Steven Shearer, Activity Cell with Warlock Bass Guitar, 1997
Double Album: Daniel Guzmán + Steven Shearer
What a drag, being forced to behold the basic, untransubstantiated stuff of semi-music-related pop-culture—Leif Garrett pinups, Sonic Youth cassette tapes, Kiss makeup, Stooges logos—in places that could do better, like the New Museum. The general reverse Warholing of that which has been already Warholed, the bland regard for totems that already swim in self-regard; the idea that mass culture rock n roll can stand in for your identity in a way that transcends the manner in which it stands in for my identity: isn’t this the exact illusion we burn off when we become adults and realize that when we were sixteen, we were not in fact alone, were not in fact on some other planet?
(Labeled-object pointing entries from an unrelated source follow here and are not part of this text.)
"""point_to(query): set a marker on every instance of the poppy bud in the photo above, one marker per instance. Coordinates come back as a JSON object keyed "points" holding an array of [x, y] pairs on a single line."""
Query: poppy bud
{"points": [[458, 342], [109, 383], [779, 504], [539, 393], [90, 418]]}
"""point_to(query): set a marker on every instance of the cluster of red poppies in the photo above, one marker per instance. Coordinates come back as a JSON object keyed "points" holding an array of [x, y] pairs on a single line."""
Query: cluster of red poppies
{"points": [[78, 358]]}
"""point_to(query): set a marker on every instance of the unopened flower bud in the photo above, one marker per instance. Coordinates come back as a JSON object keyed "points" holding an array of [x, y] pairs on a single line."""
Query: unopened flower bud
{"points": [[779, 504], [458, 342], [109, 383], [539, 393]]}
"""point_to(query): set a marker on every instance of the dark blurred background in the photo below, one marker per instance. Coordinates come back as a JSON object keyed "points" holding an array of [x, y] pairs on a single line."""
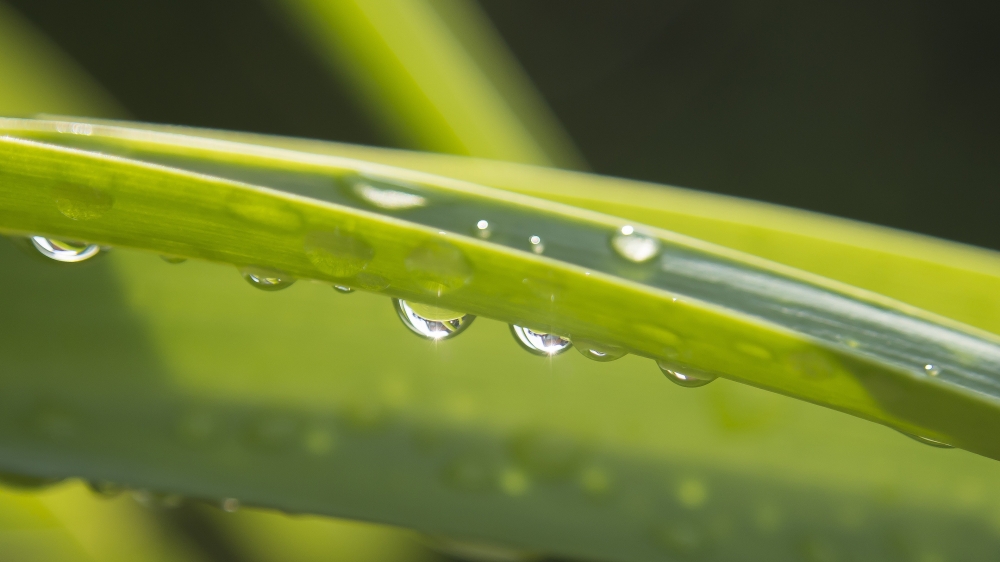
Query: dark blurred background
{"points": [[879, 111]]}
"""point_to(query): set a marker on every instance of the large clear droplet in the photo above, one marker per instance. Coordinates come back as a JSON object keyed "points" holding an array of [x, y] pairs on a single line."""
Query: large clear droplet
{"points": [[540, 343], [685, 376], [599, 351], [63, 250], [267, 279], [633, 246], [431, 322], [928, 441]]}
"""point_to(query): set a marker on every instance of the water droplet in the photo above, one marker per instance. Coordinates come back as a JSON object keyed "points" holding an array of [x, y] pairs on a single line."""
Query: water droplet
{"points": [[338, 253], [633, 246], [540, 343], [81, 203], [927, 441], [599, 351], [439, 267], [431, 322], [267, 279], [483, 229], [63, 250], [536, 244], [390, 199], [685, 376]]}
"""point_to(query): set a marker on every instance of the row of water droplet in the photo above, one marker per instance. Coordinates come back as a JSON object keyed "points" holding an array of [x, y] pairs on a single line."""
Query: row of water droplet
{"points": [[438, 324]]}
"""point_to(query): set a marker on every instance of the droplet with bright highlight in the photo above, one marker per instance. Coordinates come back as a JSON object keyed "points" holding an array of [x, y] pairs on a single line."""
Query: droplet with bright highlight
{"points": [[483, 229], [431, 322], [63, 250], [536, 244], [267, 279], [633, 246], [685, 376], [598, 351], [540, 343]]}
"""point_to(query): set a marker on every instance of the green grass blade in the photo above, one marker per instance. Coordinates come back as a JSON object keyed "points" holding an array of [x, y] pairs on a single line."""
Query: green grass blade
{"points": [[431, 85], [184, 379], [695, 306]]}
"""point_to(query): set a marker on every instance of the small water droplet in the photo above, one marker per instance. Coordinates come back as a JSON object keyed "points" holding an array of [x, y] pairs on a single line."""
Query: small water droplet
{"points": [[540, 343], [431, 322], [927, 441], [439, 267], [536, 244], [63, 250], [267, 279], [81, 203], [685, 376], [633, 246], [483, 229], [598, 351]]}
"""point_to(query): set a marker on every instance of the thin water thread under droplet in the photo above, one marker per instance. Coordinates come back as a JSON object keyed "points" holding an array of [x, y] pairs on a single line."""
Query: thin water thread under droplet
{"points": [[439, 324], [599, 352], [64, 251], [685, 376], [540, 343]]}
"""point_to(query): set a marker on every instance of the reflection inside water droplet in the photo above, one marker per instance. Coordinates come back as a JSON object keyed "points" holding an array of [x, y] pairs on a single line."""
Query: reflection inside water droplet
{"points": [[63, 250], [432, 322], [685, 376], [927, 441], [539, 343], [633, 246], [599, 352], [266, 279], [536, 244]]}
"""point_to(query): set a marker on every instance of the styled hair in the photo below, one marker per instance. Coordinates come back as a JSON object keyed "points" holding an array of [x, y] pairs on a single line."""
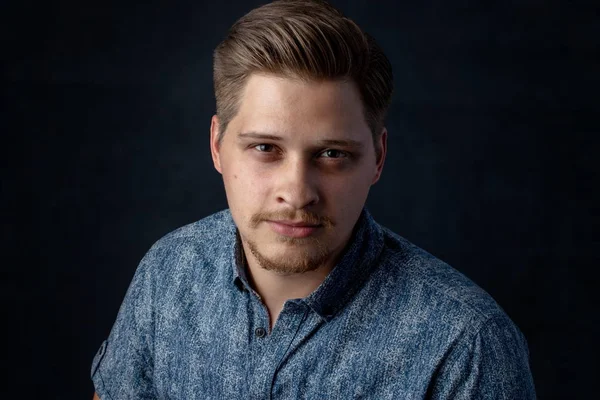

That we were in it together? That our concert T-shirts had twins?
Beyond the general is-what-it-is—Guzmán’s Kiss figurines reconceived as Day of the Dead dolls (Kiss My Ass), Shearer’s portraits of longhairs (Longhairs)—Double Album’s sure to elicit shrugs from those who own TVs and listen to music. The general agony comes when you realize that at least half the show is one irretrievably mixed metaphor, from the title on down. Ultimate mashup prize goes to Guzmán’s Burn, which flips a Deep Purple album title into two stacks of last week’s Village Voice and a couple of semi-figurative plaster busts—bam, Twin Towers. As for Shearer, he lays a Warlock bass guitar down inside a child’s windowed play space—bam, Reverse Panopticon. But why not commit to a real shocker? Why not just dress the Warlock in an undershirt and no pants and videotape it making love to Amy Poehler, who’s on the cover of this week’s Voice? Instead of filming it inside a children’s play set, why not shoot it inside the office of New Museum chief curator Richard Flood, while he plays the Warlock to the tune of “New York Groove”? Why not just go ahead and make it a three-way with a nine-foot tall Cousin It figure made entirely out of fake gold rapper chains?